Tatlı şekeri acı yapmayalım

6 şeker fabrikası, Kastamonu, Kırşehir, Turhal, Yozgat, Çorum, Çarşamba şeker fabrikaları, 606 milyon dolara özelleştirildi.
AKP iktidarı, özelleştirmede başarıyı satış fiyatı olarak değerlendiriyor. Pahalı satılırsa, daha yüksek başarı olarak kabul ediliyor.
Bir kamu yatırımını özelleştirmeyi, bir banka veya bir fabrika satışı ile aynı kefeye koymak yanlıştır.

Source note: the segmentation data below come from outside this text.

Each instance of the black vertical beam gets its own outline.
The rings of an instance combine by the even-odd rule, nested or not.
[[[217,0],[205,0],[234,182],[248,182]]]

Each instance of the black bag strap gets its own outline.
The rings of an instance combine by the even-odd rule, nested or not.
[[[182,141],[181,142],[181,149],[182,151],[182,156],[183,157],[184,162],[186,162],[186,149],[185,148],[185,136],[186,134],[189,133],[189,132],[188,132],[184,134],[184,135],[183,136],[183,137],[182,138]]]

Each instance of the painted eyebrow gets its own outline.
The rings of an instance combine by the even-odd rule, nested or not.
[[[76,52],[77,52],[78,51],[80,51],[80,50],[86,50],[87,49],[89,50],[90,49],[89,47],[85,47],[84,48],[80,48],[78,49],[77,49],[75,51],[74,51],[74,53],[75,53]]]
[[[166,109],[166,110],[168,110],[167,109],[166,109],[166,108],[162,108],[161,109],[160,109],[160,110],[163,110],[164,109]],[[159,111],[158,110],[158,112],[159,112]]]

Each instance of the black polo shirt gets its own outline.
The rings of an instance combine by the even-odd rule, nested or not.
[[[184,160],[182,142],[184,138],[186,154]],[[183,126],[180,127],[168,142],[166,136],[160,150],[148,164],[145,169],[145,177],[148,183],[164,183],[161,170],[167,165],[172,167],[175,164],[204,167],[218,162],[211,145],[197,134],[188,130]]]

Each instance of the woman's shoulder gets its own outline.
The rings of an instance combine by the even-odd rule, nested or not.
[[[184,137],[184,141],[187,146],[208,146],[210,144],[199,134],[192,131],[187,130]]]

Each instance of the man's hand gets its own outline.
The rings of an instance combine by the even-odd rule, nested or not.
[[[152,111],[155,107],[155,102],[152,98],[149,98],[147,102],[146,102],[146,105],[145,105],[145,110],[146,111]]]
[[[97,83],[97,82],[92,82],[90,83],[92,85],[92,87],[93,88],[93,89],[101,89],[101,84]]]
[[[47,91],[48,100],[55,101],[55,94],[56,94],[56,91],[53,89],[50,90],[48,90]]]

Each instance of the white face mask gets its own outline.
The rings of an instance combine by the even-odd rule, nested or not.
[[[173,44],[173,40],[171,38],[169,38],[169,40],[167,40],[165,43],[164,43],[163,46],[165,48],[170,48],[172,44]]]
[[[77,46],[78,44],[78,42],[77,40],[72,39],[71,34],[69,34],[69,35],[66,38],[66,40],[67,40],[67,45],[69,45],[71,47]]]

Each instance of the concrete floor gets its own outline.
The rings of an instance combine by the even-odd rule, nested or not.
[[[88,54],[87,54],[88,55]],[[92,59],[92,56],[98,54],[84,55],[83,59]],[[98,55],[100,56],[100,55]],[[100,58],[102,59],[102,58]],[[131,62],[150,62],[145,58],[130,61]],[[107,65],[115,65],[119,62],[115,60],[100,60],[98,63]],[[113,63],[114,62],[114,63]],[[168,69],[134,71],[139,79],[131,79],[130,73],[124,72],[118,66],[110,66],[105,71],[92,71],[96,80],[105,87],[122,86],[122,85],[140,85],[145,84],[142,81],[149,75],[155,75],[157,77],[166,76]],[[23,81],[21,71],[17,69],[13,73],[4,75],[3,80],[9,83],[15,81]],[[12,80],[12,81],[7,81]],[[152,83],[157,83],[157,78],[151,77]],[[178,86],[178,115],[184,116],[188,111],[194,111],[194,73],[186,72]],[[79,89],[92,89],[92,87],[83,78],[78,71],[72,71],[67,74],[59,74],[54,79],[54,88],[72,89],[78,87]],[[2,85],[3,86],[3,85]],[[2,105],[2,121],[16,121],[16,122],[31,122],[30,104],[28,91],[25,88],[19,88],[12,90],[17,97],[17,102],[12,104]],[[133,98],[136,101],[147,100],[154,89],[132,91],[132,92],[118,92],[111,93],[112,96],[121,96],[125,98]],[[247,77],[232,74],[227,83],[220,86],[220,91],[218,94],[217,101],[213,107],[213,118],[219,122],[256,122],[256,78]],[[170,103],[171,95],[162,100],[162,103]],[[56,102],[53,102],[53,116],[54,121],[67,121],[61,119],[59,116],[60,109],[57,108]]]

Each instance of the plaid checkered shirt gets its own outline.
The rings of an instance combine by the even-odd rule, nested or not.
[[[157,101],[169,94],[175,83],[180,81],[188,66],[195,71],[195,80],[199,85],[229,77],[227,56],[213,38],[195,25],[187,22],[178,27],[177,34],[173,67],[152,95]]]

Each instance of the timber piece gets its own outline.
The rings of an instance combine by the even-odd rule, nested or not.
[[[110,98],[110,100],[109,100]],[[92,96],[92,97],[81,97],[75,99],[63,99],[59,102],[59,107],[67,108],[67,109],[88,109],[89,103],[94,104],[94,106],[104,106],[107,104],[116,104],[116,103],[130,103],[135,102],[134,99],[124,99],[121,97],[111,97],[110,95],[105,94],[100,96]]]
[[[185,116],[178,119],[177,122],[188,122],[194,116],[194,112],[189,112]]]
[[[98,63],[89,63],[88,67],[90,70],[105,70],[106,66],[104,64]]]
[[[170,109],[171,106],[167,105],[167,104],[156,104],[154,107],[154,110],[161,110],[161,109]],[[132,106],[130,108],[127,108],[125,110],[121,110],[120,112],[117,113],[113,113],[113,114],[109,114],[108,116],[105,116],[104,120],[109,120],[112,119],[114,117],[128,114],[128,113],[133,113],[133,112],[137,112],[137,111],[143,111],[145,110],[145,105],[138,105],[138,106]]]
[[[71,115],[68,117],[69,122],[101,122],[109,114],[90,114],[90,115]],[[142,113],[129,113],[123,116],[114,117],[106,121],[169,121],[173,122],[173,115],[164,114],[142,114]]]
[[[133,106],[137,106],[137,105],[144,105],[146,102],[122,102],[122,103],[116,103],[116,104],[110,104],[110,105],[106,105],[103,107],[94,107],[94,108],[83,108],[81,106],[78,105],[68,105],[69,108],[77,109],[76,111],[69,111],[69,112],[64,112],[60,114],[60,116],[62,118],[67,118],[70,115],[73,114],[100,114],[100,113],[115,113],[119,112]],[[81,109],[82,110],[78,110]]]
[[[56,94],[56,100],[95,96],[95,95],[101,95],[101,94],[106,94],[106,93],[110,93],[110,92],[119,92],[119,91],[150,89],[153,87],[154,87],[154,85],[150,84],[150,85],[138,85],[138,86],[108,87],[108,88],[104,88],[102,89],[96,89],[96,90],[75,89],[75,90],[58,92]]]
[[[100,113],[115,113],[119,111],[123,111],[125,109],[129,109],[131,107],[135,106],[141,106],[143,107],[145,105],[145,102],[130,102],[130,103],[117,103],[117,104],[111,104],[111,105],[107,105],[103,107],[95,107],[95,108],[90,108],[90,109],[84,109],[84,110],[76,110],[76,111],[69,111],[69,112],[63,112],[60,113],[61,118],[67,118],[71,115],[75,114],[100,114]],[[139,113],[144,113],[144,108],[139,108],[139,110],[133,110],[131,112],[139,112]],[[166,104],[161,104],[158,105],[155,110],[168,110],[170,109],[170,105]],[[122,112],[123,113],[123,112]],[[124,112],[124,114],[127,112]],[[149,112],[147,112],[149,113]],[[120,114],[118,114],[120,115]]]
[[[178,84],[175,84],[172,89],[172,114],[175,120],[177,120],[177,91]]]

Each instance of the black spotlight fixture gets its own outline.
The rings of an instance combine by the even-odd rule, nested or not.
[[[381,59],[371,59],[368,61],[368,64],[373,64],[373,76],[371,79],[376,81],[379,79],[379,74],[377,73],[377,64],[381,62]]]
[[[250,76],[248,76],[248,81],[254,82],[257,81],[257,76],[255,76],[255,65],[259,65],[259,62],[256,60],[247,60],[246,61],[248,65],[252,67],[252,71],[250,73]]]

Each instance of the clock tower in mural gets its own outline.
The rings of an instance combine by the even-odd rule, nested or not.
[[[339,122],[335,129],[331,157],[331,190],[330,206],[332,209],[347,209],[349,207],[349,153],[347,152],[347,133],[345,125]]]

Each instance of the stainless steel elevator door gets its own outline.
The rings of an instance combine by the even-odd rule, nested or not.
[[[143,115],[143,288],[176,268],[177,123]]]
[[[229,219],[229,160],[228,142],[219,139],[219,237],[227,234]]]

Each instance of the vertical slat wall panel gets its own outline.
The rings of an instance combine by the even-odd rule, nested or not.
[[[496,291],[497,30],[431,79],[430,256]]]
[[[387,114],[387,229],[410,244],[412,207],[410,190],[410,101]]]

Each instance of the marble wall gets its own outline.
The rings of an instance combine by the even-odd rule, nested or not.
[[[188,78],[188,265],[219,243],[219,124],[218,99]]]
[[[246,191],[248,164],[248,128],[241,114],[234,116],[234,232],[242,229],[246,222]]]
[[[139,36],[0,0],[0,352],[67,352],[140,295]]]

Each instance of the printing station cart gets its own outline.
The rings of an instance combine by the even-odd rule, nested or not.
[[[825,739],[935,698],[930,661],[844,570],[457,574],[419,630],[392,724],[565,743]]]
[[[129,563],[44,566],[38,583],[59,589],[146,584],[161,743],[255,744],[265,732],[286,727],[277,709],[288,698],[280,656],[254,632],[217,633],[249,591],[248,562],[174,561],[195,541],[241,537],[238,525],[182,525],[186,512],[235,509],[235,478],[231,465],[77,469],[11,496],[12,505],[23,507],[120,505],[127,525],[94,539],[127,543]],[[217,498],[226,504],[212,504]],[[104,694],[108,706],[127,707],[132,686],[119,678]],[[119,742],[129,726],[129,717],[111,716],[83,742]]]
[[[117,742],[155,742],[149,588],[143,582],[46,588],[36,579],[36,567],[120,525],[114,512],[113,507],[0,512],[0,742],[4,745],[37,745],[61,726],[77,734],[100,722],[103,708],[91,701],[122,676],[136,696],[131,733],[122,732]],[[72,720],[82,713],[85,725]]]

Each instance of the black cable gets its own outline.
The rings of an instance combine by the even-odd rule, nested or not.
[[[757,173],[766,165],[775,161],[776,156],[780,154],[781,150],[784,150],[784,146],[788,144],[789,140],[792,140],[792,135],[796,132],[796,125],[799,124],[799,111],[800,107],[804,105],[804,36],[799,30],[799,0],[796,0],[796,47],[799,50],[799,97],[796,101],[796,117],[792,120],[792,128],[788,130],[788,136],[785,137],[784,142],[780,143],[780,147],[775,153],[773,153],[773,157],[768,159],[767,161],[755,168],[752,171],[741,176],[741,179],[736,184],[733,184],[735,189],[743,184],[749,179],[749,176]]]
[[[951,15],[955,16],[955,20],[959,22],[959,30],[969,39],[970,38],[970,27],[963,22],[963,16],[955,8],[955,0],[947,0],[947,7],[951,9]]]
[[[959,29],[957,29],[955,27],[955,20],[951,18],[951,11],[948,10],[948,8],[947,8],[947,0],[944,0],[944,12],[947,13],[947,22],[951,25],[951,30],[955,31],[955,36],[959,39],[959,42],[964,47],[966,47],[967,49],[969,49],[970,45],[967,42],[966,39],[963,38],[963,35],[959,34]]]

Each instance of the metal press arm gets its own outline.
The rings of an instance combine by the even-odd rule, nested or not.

Diyelim ki özel bir fabrika satıldı. Sahibi parasını istediği gibi değerlendirir. Bu noktada eğer fabrika sahibi parasını dışarıya çıkarırsa, ülkenin kaybı olur. Ayrıca fabrika her yıl kârını da dışarı çıkaracağı için kayıp iki yönlü olur.
Devlete ait bir fabrika halkın ortak malıdır. Özelleştirme yoluyla satılırsa, hükümetin aldığı parayı nasıl değerlendirdiği önem kazanır. Eğer bu parayla hükümet yeni yatırım yaparsa, altyapı yaparsa, halkın varlığı azalmaz. Ancak, bu parayla açıklarını kapatırsa, AB 2009 raporunda yer aldığı gibi yanlı yardımlarda kullanırsa, halkın parasını çar-çur etmiş sayılır. Halk hem varlığını kaybeder, hem de bu varlığın hayat boyu getirisinden mahrum olmuş olur.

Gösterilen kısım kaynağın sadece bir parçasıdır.